Magazine Le Mensuel

Nº 2882 du vendredi 1er février 2013

ACTUALITIÉS

Morsi renoue avec les mauvaises habitudes de Moubarak

Deux ans après le renversement de Hosni Moubarak, l’Egypte reste le théâtre de violences répétées. Dans un contexte politique houleux, l’anniversaire de la chute du raïs le 25 janvier et le verdict du procès du match de Port-Saïd ont mis le feu aux poudres. Un week-end, 48 morts et un état d’urgence.

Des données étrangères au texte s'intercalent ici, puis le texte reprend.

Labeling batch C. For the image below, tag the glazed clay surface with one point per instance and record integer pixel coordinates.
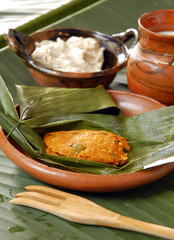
(150, 69)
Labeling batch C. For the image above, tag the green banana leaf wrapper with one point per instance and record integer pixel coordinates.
(150, 135)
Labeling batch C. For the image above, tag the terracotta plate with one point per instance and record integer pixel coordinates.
(130, 104)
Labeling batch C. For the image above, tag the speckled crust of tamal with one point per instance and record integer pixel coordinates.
(99, 146)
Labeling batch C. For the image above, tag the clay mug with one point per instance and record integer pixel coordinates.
(150, 67)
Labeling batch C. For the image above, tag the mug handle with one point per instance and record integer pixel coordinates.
(126, 36)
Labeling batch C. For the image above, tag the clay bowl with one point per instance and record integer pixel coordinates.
(130, 104)
(115, 54)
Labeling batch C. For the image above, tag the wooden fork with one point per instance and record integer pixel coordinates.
(81, 210)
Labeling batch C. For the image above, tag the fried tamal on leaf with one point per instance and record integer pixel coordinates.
(99, 146)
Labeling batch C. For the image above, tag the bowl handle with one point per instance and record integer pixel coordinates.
(18, 42)
(127, 35)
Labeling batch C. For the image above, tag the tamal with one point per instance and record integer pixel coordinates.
(100, 146)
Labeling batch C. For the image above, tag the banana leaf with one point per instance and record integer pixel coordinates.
(6, 101)
(150, 135)
(63, 100)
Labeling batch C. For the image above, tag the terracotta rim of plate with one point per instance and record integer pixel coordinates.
(87, 182)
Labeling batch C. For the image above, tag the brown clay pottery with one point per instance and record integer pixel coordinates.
(150, 69)
(130, 104)
(115, 54)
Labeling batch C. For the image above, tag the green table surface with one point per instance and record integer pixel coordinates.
(153, 203)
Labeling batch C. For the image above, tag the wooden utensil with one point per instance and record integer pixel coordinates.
(81, 210)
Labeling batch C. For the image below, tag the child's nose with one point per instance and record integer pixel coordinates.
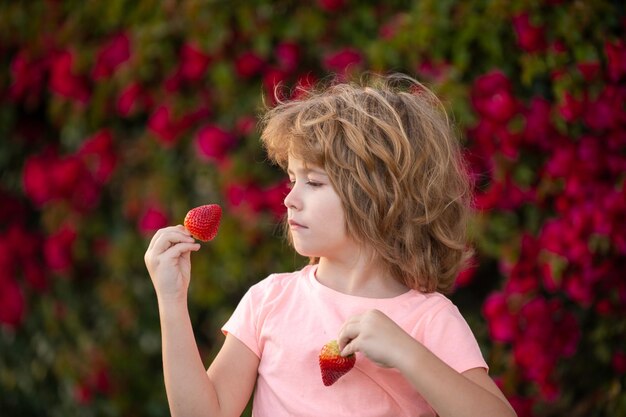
(291, 200)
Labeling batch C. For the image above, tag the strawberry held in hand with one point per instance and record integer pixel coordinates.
(332, 364)
(203, 222)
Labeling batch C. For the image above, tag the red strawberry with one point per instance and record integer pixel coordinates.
(203, 222)
(332, 364)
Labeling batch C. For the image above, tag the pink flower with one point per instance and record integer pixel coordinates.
(570, 107)
(28, 76)
(193, 62)
(245, 125)
(36, 179)
(213, 143)
(64, 82)
(618, 361)
(58, 249)
(133, 98)
(616, 59)
(12, 304)
(247, 198)
(538, 129)
(98, 155)
(493, 98)
(606, 111)
(343, 60)
(530, 38)
(35, 275)
(248, 64)
(522, 406)
(589, 69)
(111, 55)
(288, 56)
(152, 219)
(66, 173)
(303, 84)
(273, 79)
(466, 276)
(500, 320)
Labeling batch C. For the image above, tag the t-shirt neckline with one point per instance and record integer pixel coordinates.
(329, 292)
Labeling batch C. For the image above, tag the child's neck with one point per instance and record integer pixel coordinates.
(360, 277)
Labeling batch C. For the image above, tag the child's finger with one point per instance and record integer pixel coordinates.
(179, 249)
(349, 332)
(168, 238)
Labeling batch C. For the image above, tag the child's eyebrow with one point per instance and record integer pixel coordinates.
(308, 170)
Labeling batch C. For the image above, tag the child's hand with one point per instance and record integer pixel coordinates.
(376, 336)
(168, 260)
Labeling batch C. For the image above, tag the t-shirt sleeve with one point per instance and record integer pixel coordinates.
(243, 323)
(450, 338)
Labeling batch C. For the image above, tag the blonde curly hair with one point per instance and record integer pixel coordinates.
(393, 158)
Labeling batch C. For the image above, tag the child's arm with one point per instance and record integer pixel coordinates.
(447, 391)
(225, 388)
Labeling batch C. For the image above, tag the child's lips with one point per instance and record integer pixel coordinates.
(295, 225)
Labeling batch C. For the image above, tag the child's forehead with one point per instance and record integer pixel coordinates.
(295, 165)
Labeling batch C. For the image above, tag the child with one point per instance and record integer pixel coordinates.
(378, 202)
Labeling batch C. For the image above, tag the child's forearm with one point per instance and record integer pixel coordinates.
(447, 391)
(190, 392)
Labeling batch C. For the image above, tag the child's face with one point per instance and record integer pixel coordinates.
(315, 214)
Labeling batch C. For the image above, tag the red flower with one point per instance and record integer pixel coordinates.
(343, 61)
(36, 179)
(64, 82)
(58, 249)
(111, 55)
(288, 56)
(501, 321)
(606, 111)
(65, 174)
(164, 126)
(570, 107)
(248, 64)
(538, 129)
(28, 76)
(589, 69)
(619, 362)
(193, 62)
(616, 59)
(245, 125)
(245, 198)
(132, 98)
(12, 304)
(213, 143)
(530, 38)
(272, 81)
(493, 98)
(303, 84)
(98, 155)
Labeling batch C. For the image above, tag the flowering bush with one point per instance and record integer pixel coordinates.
(117, 117)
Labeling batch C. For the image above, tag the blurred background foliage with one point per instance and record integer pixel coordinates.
(118, 116)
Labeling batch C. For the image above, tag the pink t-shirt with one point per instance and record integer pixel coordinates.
(287, 318)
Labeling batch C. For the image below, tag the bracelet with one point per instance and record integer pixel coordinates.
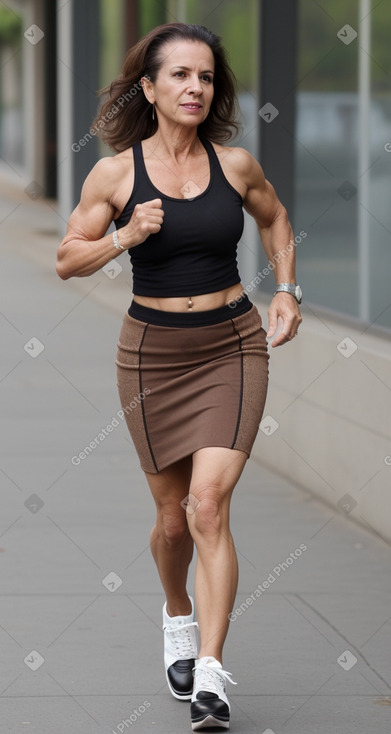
(116, 241)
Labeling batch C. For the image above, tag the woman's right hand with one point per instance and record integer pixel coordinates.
(147, 218)
(86, 248)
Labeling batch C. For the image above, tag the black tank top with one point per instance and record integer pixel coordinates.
(195, 250)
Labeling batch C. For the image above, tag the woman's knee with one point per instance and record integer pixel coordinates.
(207, 512)
(173, 526)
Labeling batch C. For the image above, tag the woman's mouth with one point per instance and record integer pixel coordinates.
(190, 106)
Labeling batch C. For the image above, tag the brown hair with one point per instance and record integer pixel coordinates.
(125, 116)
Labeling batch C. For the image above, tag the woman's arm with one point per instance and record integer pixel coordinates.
(85, 247)
(276, 234)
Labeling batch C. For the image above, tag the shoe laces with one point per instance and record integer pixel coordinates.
(182, 639)
(212, 679)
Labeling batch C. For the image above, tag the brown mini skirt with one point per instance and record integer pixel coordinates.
(191, 380)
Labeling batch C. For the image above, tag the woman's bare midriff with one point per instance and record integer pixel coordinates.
(204, 302)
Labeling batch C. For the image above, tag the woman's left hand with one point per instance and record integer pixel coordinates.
(284, 307)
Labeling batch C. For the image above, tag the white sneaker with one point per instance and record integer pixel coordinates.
(181, 642)
(209, 702)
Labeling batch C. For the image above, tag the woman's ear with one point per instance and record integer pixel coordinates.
(147, 86)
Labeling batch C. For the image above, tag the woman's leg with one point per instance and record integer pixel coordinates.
(170, 539)
(215, 474)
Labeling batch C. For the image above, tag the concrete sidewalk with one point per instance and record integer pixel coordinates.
(80, 629)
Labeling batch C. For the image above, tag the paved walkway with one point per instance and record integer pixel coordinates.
(80, 627)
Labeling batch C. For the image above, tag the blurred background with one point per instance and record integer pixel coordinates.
(325, 68)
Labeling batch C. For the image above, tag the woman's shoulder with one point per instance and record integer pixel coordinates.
(236, 159)
(106, 178)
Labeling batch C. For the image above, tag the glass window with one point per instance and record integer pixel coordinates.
(326, 202)
(11, 107)
(342, 182)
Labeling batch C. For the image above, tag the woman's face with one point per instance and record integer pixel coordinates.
(183, 90)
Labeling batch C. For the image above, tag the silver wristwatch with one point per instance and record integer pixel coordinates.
(291, 288)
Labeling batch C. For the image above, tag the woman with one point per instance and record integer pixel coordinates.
(192, 349)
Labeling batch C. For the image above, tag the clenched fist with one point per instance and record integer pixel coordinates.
(147, 218)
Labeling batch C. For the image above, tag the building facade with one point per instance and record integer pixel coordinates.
(315, 96)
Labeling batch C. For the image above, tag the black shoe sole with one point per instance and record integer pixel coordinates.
(209, 722)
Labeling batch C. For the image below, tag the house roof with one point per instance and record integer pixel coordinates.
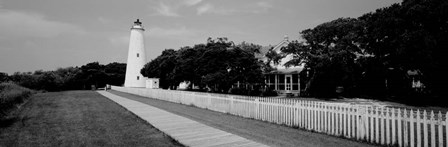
(292, 70)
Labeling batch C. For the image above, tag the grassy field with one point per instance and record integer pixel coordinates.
(78, 118)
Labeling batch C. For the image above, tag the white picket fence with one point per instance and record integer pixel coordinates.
(379, 125)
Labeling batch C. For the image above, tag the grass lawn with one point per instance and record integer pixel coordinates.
(78, 118)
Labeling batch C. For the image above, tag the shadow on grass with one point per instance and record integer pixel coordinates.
(6, 122)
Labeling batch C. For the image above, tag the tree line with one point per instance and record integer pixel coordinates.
(216, 66)
(379, 54)
(70, 78)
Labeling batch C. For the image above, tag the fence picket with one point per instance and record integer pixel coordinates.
(433, 132)
(399, 132)
(425, 129)
(419, 139)
(385, 126)
(440, 126)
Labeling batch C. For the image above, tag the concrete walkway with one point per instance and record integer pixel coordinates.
(185, 131)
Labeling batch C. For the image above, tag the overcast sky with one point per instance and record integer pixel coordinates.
(47, 34)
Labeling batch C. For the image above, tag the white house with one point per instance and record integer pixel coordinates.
(284, 80)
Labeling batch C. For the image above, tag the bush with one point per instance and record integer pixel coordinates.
(12, 95)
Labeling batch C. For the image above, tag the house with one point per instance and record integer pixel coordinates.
(284, 80)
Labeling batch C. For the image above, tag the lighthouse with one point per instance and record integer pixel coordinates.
(136, 57)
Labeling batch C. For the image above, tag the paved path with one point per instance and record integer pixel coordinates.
(185, 131)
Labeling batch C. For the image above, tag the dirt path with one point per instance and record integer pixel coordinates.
(263, 132)
(78, 118)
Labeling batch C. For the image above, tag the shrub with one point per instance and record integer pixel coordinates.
(12, 95)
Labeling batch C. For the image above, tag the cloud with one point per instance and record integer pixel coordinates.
(172, 32)
(264, 4)
(21, 24)
(259, 7)
(211, 9)
(192, 2)
(166, 10)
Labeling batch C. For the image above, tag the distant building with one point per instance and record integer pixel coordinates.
(284, 80)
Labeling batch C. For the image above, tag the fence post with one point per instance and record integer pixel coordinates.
(425, 129)
(433, 130)
(440, 125)
(383, 132)
(419, 139)
(377, 130)
(405, 128)
(257, 108)
(231, 111)
(446, 128)
(399, 133)
(388, 126)
(411, 122)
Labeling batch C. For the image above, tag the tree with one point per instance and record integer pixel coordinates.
(218, 65)
(329, 51)
(409, 37)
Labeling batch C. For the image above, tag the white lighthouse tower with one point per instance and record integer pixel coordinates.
(136, 57)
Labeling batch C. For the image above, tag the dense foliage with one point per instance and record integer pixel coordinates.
(70, 78)
(12, 95)
(373, 55)
(216, 65)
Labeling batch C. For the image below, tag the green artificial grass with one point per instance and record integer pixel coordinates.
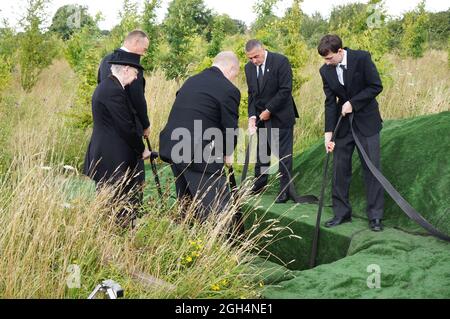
(410, 266)
(414, 158)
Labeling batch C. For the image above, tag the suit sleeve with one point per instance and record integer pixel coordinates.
(123, 120)
(284, 87)
(331, 109)
(373, 87)
(251, 100)
(137, 96)
(230, 119)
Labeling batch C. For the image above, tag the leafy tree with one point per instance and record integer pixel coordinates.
(150, 27)
(313, 28)
(185, 19)
(439, 29)
(294, 46)
(264, 13)
(70, 18)
(363, 26)
(36, 49)
(266, 25)
(218, 35)
(415, 27)
(352, 15)
(129, 20)
(8, 49)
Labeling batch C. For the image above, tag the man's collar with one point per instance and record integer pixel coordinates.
(344, 59)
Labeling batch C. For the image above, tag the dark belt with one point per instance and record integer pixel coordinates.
(395, 195)
(302, 199)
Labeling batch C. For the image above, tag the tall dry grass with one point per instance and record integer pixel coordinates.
(417, 87)
(51, 219)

Des banderoles, des chants, des tags et des foules. A l’occasion du deuxième anniversaire du départ de Moubarak (25 janvier 2011/25 janvier 2013), les déçus de la Révolution ont vivement manifesté leur colère. «Frères musulmans, menteurs» ou «A bas le guide», si des centaines de milliers de manifestants ne font pas une opinion publique, Morsi et ses confrères sont réellement contestés par une partie de la population. Le président qui s’était accordé des pouvoirs exceptionnels par le décret du 22 novembre est accusé de verrouiller la scène politique et d’ouvrir la voie à une islamisation accrue de la société. Il a profité de l’adoption par référendum d’une Constitution contestée pour remanier son gouvernement en faisant la part belle aux Frères musulmans. Légitimée par les urnes, leur installation à des postes importants s’accélère et inquiète.
 

Samedi noir
Les manifestations populaires du 25 janvier ont pris un tour particulièrement violent à Suez et à Ismaïlia. Dans ces deux bastions de la mobilisation anti-Morsi, les heurts entre citoyens et policiers ont fait 8 morts avant que l’armée ne se déploie le lendemain matin. Ce même lendemain matin, 21 supporters du club d’al-Masry ont été jugés responsables des affrontements qui avaient coûté la vie à 74 personnes à la fin d’un match de football contre al-Ahly à Port-Saïd au mois de février 2012 et condamnés à mort. La colère de leurs proches ne s’est pas fait attendre. Les tentatives d’assaut sur la prison où ils étaient retenus et les affrontements dans la ville ont fait 36 victimes. De leur côté, rassemblés au Caire, les supporters du club de la capitale qui avaient menacé de mettre «le chaos» si les
sanctions s’avéraient trop légères ont exprimé leur satisfaction. Certains estiment que le gouvernement a préféré faire payer Port-Saïd que le Caire où les abords de la place Tahrir sont déjà particulièrement tendus. Morsi rappelle que «les décisions de justice doivent être respectées par tous. Elles ne sont pas dirigées contre une partie spécifique et ne sont pas partiales».
 
Le lendemain, de nouveaux heurts ont émaillé les funérailles des victimes de la veille. A quelques tirs ont succédé des scènes d’émeutes, des mouvements de foules sans que l’on sache réellement qui fait quoi. Des jeunes sans repères ni emploi, ni perspectives, des militants vêtus de noir et cagoulés sans vrais bagages idéologiques ont fait leur apparition place Tahrir. Aux déçus de la révolution se joignent des groupuscules plus proches des hooligans que des militants politiques. Le ministère de la Santé dénombrait 6 morts et près de 400 blessés, dont une soixantaine de policiers. Deux d’entre eux, tués la veille, ont eu droit à une cérémonie militaire au Caire. Symbole d’un profond malaise, quelques-uns de leurs collègues excédés ont, selon l’agence Mena, refusé au ministre de l’Intérieur le droit d’y participer. En raison de la persistance des violences, les ambassades des Etats-Unis et de Grande-Bretagne situées près de la place Tahrir ont suspendu leurs services publics. Lundi, les tumultes se poursuivaient, deux morts alourdissaient un bilan déjà catastrophique.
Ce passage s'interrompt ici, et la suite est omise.